At least six newborn babies who had to be taken off their incubators at al-Shifa have died as of Monday, according to the Gaza Health Ministry, with at least 30 others still at risk as doctors are forced to perform manual respiration on the babies to keep them alive. Doctors have said that the babies are likely to die as long as the electricity is out. The blockade has also forced dozens of patients on dialysis to be taken off the treatment, health officials say, meaning that they will likely die within days.

There are still at least 600 patients and between 200 and 500 health workers in al-Shifa, as well as at least 1,500 displaced people taking shelter, according to an update from the World Health Organization (WHO) Palestinian office based on data from the Palestinian health ministry. The ministry says that workers have had to take increasingly desperate actions after Israeli forces shot live ammunition through the windows of the hospital, moving patients to the corridors of the hospital.

Those still inside are trapped, the WHO reported, as workers and the health ministry have said that Israeli forces have been carrying out heavy strikes outside of the hospital. “There is no safe passage out of the hospital,” the WHO wrote. Earlier this month, Israeli forces bombed an ambulance convoy at the entrance of al-Shifa as health and aid organization workers tried to evacuate patients.

“It’s not safe to move out and it’s not safe to stay. We don’t know what to do. Please help us,” Nidal Abu Hadrous, a doctor at al-Shifa, told NBC.

“Personally, we are collapsing,” Abu Hadrous continued. “I’m not sure how many days more we will be able to survive … I don’t believe in humanity anymore. I don’t believe in all these special committees and organizations anymore. Nobody is taking care of us. This is unbelievable. I have no words.”

There are hundreds of bodies lining the corridors of al-Shifa, while yet more bodies lay outside. Though the decomposing bodies constitute a health risk, health workers are left with little choice, as the outside and even parts of the inside of the hospital are unsafe due to Israeli attacks.

Israeli officials have denied attacking hospitals in Gaza, but have also been laying the groundwork for weeks to supposedly justify attacking al-Shifa and other hospitals, claiming that Hamas is conducting operations in tunnels under the hospital. And, at the same time, Israel has been taking responsibility for some strikes on and around hospitals.

Al-Quds Hospital, the second largest in the region, is also no longer operational as of this weekend due to a fuel shortage, with workers and patients also seemingly trapped inside. With the two major hospitals closed, Palestinians wounded in other Israeli attacks — like firefights outside of al-Quds — are unable to seek care. Officials at al-Aqsa Martyrs Hospital, in central Gaza, have also warned that it is running out of power and that babies in incubators and dialysis patients there are at risk.

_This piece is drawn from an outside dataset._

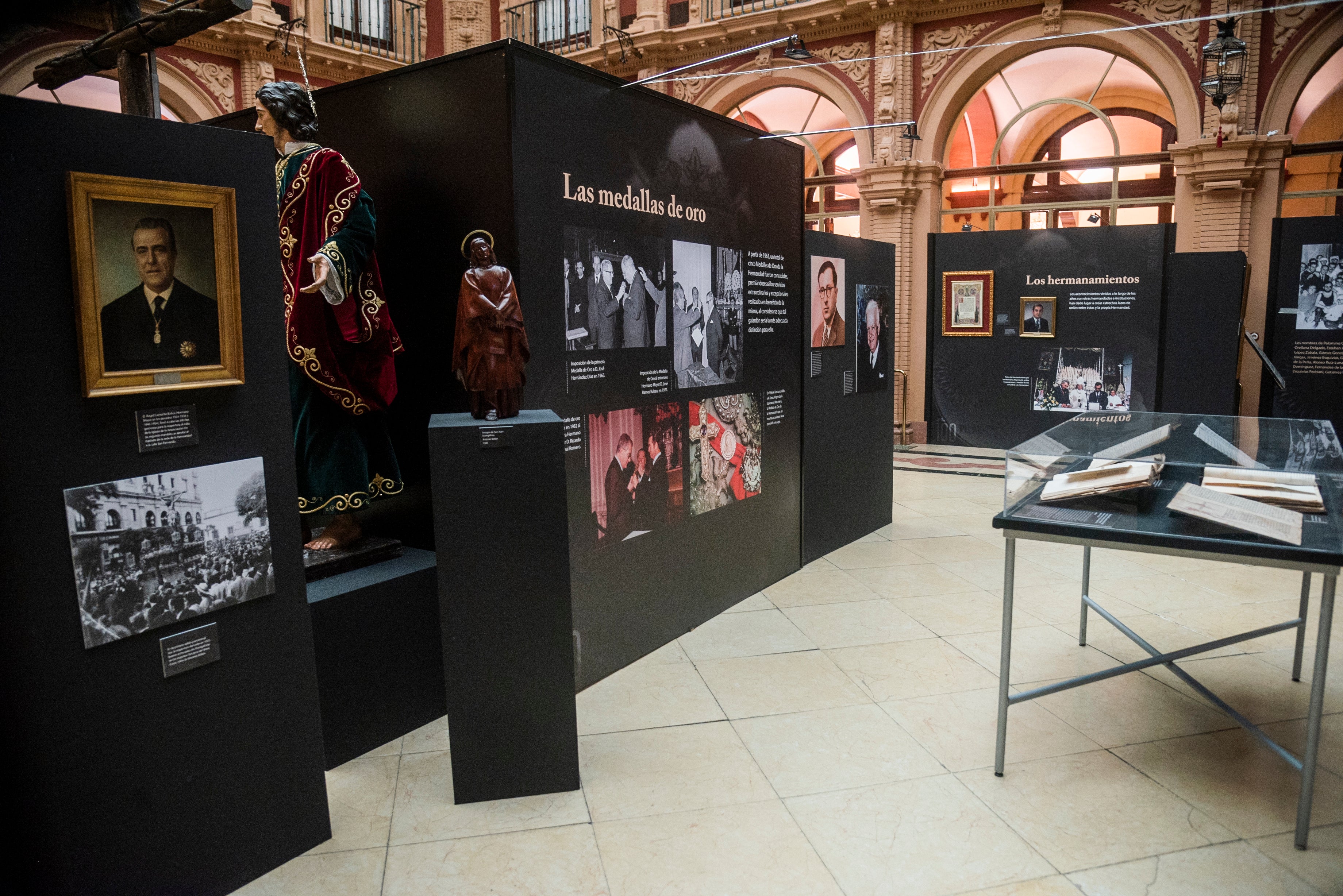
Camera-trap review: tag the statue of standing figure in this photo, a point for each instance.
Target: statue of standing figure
(489, 348)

Meanwhile, Israeli forces carried out 14 raids in the occupied West Bank overnight on Monday — down from the average of 40 raids per night since Israel’s current siege of Gaza began — with forces arresting 50 Palestinians, bringing the total number of Palestinians detained amid Israel’s current ethnic cleansing campaign to over 2,500.

The Palestinian health ministry has reported that Israeli attacks have killed at least 11,078 Palestinians — including at least 4,506 children — since October 7, with another 27,490 injured. Israeli attacks have also killed at least 183 Palestinians in the occupied West Bank.